Emilie was nervous. Without mid-season race fitness, she worried she'd be the weakest link of the group. It's never a good feeling, but sometimes, fitness can be the least of the strengths you add to the group; coming in last place behind other qualities like your mental strength, your infectious positivity, or your willingness to share.

"My ego was also in play: I used to be one of those strong (yet not pure) climbers who could help set a tempo, circle back to motivate others behind me, take long pulls at the front, and do it all with a smile on my face. Now I was clearly going to be the weakest link in our group of 4, battling internally to not get dropped and or to not constantly obsess over my efforts in order to last the whole route."
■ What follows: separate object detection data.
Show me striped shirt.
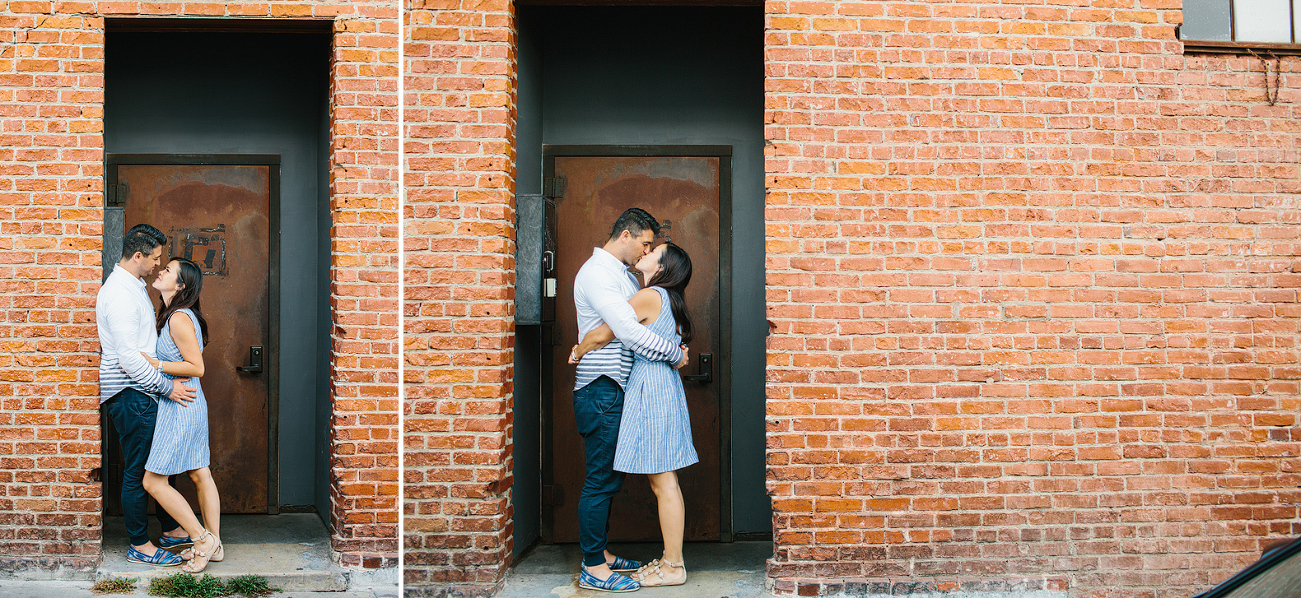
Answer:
[574,247,682,390]
[95,265,173,403]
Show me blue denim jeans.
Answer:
[104,389,178,546]
[574,376,623,567]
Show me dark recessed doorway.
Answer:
[513,5,771,555]
[104,18,330,524]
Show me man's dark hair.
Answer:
[610,208,660,241]
[122,224,167,260]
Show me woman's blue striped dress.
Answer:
[614,286,700,473]
[144,309,211,476]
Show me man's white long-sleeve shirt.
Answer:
[574,247,682,390]
[95,265,173,403]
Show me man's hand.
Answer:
[167,378,199,404]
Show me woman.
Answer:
[571,243,700,588]
[144,257,225,573]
But Emilie was blown away by the commitment the crew had to stick together, despite what felt like hundreds of opportunities to go up the road with each hammerfest that flew by, trusting each other to work as a team. Sara, Jill, Jaimee and Emilie wanted to show this little 3-Day world, where many riders show up for the chance to live and race like a pro for a few days, that supporting each other can be more important than staying with the lead group.
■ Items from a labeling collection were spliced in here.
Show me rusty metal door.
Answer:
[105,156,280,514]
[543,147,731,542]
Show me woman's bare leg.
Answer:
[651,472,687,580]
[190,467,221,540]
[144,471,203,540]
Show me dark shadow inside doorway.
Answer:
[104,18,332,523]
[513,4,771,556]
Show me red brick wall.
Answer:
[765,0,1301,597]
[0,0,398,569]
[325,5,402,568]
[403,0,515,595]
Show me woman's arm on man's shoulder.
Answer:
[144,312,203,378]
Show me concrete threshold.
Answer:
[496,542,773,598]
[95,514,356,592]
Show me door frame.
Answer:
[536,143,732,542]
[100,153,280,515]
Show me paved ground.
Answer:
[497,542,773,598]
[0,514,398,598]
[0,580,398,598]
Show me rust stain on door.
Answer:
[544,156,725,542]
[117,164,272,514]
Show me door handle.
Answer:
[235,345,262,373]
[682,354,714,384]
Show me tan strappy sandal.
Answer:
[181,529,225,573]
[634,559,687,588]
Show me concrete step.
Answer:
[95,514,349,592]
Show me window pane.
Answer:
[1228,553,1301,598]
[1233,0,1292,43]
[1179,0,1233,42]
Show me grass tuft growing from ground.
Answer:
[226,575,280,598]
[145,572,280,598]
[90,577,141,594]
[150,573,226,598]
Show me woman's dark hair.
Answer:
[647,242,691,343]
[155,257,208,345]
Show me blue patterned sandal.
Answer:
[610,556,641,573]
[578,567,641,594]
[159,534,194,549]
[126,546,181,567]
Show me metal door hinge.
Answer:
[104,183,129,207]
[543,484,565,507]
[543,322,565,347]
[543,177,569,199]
After joyfully keeping tempo, pacing each other up climbs, waiting for each other, and cracking jokes to keep spirits high, the team finally made it to the last rest stop at the end of Day 1. As they rolled up, ecstatic to have reached the food and bonk-breaking necessities Sara noticed a large van waiting, engine on, with its rear doors open. “I knew what that was…” she starts.

“WE WERE BEING SAGGED!!!!” Jill shouts, relating what happened next in a fast flurry of words: “A part of me was grateful for this but when Sara was like “Oh no, we ain’t!” I was right there with her.” They’d been hanging in the back all day in the name of teamwork and weren’t about to get sagged for it! So Sara, Jill and Jaimee pounded some food and hopped back on their bikes before anyone could catch them. They successfully avoided the sag wagon and descended towards the red-light maze of city streets and the last climb of the day.

At the base of Wildcat Road Jill snagged a Coca Cola hand-up from one of the last straggling sag volunteers and chugged it. “I managed to pace the three of us up that climb, even though minutes before I could swear I was the weakest of us all! By the power of Coke!!!”

The three troopers made it to the finish, ecstatic and exhausted, and wobbled back to the start to find Emilie, who had hopped in the van and taken advantage of the Haute Route post-ride massage.

The team tackled the next two days with the same enthusiasm and teamwork they’d cemented on the first day. Going in to the weekend, Emilie was humbled and nervous. Riding the ferry back to SF on the end of the third day, she was beyond proud. They'd pushed themselves, they'd ridden 20,000 feet, and they'd stuck together. In Sara’s words, “sometimes finishing last is damn fun.”